In June 1963, Noel and Allan were married at her parents’ new home in England. Eleven months later, now settled in the United States, the young couple welcomed a daughter, Meghan. Soon thereafter, Noel earned her GED and hired on to drive a school bus. It was a job that she loved, and that typified her approach to life: it involved chatting and being in charge; it earned her a bit of money (but not much; Noel was never ambitious that way); and, because Meghan could come along, it meant she could maximize time with her child. In 1970, Noel and Allan were divorced, but they remained lifelong friends. Noel eventually became the manager of the bus company where she’d begun as a driver. In 1976, Meghan moved to Maine to live with her father, who’d built a homestead in Appleton, and, in 1980, Noel followed them as far as Camden.

The town was the perfect match for this energetic, outspoken, cultured and civic-minded woman. While working various jobs, Noel threw herself into community life. She was a pioneering member of West Bay Rotary (becoming the club’s first female president and many times a Paul Harris Fellow), a dedicated usher for Bay Chamber, and an active participant in the life of the Congregational Church (it is she who came up with the name “Heavenly Threads” for the church thrift shop). Noel loved Mozart, Strauss and Bach, and she loved to sing. Her clear alto could be heard amid the voices of the Down East Singers and in the chorus of the Surrey Opera Company, with which, to her abiding pride, she traveled to the Soviet Union to sing Mussorgsky’s “Boris Godunov” on stage. In addition, Noel arranged and led trips to Australia for her fellow Rotarians; to France and England for guests of Tauck Tours; and, in collaboration with Congregational minister Archie McRee, to Greece, Turkey, and Israel — in the footsteps of Paul the Apostle — for her fellow churchgoers.
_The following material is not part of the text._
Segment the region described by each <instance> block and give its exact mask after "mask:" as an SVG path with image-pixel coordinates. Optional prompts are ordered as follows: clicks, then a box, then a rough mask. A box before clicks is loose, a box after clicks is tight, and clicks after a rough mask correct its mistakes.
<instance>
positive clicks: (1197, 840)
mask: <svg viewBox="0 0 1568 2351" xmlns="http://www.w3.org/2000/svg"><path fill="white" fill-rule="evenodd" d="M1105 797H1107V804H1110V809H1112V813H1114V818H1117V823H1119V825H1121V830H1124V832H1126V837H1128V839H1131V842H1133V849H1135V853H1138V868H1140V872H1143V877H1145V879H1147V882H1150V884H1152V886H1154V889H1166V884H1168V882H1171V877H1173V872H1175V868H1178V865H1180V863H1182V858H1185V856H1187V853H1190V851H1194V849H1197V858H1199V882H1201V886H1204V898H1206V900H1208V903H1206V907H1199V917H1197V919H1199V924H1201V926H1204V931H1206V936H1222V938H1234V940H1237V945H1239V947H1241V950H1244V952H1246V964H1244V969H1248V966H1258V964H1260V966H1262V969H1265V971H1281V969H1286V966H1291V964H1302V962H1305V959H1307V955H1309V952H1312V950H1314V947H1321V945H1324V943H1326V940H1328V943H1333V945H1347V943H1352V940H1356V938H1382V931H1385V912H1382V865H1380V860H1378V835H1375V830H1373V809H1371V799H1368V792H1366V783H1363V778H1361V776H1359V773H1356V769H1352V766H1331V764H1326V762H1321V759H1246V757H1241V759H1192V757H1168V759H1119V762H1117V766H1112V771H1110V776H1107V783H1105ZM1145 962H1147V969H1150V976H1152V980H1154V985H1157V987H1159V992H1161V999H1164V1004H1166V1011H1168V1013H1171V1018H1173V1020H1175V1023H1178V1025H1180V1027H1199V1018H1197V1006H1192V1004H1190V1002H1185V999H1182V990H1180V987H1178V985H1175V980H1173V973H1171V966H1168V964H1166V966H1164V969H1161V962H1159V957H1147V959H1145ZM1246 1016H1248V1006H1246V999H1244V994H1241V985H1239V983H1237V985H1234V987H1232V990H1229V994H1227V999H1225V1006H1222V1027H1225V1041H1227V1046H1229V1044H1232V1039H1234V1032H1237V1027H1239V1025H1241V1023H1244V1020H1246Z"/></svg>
These excursions were in some respects the least of the expeditions Noel took. Her parents had relocated to Valentia Island, off the west coast of Ireland, and it was one of the joys of Noel’s life to visit that wild and beautiful place. As a young woman, she used to take Meghan out of school before the end of the academic year (when airfares are less expensive), so the two of them could maintain treasured relationships in England and Ireland. In her middle years, Noel returned twice to South Africa to revisit the scenes of her youth and to reconnect with members of her extended family. Well into her seventies, she would not hesitate to jump in the car — even in the teeth of a snowstorm — to whiz off to Ontario or Quebec or Maryland or Connecticut or South Carolina or rural New York if it meant she could spend time with the many people she cared about.
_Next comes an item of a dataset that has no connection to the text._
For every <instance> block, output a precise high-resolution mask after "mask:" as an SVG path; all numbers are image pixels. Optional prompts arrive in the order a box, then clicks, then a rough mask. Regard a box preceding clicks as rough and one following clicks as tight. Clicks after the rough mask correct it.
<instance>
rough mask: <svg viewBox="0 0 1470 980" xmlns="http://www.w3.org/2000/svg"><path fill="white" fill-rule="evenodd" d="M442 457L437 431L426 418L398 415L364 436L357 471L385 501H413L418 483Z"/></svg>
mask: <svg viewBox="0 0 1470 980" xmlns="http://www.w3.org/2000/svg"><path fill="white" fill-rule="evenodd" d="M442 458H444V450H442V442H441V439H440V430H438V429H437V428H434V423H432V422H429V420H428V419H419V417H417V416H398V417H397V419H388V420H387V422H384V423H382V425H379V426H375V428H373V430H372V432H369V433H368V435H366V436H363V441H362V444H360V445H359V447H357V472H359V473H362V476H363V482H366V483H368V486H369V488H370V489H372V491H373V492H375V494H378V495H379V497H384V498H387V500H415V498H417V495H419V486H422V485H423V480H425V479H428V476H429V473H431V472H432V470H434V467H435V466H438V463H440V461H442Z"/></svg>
Noel reveled in her role as a mother and grandmother, often describing herself as “the” mother and “the” grandmother, to the mingled amusement and chagrin of other mothers and grandmothers. And though she was never much of a cook, each December she scrupulously followed a century-old family recipe for Christmas cakes, producing loaves so dense and buttery that she single-handedly converted scores of skeptics to the merits of this much-maligned Yuletide treat.
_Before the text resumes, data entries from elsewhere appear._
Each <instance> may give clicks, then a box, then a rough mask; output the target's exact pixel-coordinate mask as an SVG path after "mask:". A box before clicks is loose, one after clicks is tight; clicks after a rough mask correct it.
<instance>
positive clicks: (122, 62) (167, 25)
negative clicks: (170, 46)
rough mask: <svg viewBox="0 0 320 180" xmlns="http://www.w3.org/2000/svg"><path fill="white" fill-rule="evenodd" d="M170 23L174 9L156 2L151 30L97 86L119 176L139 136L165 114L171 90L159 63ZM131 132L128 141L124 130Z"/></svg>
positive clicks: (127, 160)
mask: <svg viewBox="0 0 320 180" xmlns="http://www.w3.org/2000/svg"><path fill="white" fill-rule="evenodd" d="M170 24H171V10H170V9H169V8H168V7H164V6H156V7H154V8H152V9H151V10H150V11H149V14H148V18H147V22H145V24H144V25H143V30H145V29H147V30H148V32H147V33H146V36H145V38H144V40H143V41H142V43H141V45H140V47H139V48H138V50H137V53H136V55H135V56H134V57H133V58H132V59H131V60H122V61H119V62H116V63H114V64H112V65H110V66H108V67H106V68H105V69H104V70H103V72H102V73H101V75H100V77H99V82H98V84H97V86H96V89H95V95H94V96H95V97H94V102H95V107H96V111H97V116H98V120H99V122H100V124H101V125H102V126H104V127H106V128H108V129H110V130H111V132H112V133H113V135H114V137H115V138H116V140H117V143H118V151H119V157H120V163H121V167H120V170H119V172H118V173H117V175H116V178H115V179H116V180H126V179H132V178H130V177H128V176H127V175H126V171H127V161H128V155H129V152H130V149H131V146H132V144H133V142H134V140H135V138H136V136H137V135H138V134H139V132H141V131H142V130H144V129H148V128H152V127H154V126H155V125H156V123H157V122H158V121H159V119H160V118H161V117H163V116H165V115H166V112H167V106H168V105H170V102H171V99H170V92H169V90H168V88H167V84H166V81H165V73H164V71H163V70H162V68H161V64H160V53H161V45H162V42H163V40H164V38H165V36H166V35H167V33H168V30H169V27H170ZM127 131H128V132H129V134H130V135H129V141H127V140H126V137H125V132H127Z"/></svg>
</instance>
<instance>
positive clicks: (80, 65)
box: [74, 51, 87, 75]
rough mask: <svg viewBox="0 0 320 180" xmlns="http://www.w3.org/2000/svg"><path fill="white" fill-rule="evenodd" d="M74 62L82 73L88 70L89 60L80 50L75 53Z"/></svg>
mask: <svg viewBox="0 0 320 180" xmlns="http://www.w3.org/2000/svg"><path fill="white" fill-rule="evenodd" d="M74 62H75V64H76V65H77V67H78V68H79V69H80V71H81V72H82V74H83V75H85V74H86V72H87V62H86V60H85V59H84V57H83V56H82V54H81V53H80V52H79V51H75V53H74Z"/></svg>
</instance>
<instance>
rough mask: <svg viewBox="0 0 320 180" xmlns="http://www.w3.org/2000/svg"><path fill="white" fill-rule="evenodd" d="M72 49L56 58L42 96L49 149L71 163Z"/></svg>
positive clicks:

Noel is survived by her daughter Meghan Cox Gurdon and her husband Hugo Gurdon, of Rockport; her grandchildren Molly (and her husband, Nathan Pinkoski), Paris, Violet, Phoebe and Flora; her great-grandson Philip; her former brother-in-law Robert Cox and his wife Lynda, of Cape Cod; her ex-husband’s second wife (and dear friend) Grace Simonson, of Camden, and her children, Lizzie and Tom; by her brother, Peter Gillman and his wife Angela, of Coulsdon, England, along with their children Carol and Michael, and their families; and by a cadre of great friends — Becky, Margo, Louise, Gillian, Kathleen, Laura, Kashi, Lisa, Essie, Wendy, Freya, Leslie, Claudia, the Debs and so many more — who kept vigil with her until the end. Noel is greatly loved and badly missed.

A memorial service and a celebration of her life will be held Jan. 28 at 3:30 p.m. at the First Congregationalist Church, 55 Elm St., Camden ME 04843. Donations in Noel’s memory may be made, if desired, to the Shields Mission Project, at the church, or to the West Bay Rotary Club, P.O. Box #1033, Camden ME 02843.